As you can see, what the NFL can do as it relates to the players and the anthem is complicated and it is actually a good step to see them meeting together to come up with solutions. The truth of the matter is if the NFLPA were to fight any limitations in court, they would have a more than decent shot of winning at the very least for the upcoming season and maybe even longer. So, it is good to see them discussing before this gets handled by a judge.

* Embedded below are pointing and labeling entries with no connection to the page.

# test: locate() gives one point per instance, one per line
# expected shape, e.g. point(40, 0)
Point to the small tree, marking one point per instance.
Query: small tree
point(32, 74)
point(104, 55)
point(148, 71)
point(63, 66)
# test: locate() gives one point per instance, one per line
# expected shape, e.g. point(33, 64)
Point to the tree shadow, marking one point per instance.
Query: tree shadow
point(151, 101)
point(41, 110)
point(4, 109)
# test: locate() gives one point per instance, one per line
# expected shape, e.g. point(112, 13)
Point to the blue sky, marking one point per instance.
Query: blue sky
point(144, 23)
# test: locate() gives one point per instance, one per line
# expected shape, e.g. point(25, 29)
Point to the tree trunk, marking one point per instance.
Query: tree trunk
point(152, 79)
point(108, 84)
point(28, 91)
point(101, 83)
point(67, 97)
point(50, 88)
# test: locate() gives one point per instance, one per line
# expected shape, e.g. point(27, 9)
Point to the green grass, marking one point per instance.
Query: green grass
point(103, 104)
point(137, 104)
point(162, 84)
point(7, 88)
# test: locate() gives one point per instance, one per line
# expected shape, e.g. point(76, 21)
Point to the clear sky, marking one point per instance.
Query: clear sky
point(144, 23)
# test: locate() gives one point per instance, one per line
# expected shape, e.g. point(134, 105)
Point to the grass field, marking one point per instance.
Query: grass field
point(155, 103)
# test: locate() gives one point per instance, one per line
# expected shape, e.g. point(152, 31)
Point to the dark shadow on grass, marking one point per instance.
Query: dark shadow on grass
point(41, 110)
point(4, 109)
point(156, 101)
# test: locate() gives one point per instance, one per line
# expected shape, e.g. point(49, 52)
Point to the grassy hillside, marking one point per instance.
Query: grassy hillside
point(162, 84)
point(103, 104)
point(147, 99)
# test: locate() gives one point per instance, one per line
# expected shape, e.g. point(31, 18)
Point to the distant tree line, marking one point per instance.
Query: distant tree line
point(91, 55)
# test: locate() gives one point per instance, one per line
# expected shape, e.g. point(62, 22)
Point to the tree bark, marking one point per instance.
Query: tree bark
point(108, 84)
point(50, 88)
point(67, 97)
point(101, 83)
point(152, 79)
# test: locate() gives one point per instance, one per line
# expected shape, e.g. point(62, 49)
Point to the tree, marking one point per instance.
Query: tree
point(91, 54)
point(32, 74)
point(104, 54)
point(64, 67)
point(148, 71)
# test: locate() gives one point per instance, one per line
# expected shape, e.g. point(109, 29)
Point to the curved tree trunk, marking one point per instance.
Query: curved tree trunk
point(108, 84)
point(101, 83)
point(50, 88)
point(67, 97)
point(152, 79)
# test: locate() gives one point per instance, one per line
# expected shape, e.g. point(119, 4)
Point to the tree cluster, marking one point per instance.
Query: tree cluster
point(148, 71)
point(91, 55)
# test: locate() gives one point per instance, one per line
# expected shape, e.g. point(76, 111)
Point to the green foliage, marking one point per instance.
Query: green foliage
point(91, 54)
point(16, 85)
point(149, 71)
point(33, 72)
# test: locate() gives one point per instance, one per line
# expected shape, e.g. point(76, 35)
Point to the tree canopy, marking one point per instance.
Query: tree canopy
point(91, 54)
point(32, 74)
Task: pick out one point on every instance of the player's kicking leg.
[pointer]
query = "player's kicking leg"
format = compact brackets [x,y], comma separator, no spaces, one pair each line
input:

But one of the major problems with this debate, however, is it is being waged over 280 characters. As you can see, the question is not one that can really be answered in a tweet or even a well-crafted tweetstorm. But unfortunately the question can be done in such a succinct manner and we have become a people that want the answer to be as succinct as the question. My advice to many, and this is not related to just this problem, is to look at questions that are posted in 280 characters and take some time to figure out the nuances that make it so complicated. Because as one world leader once said about something he thought he could solve immediately, “who knew it could be so complicated.”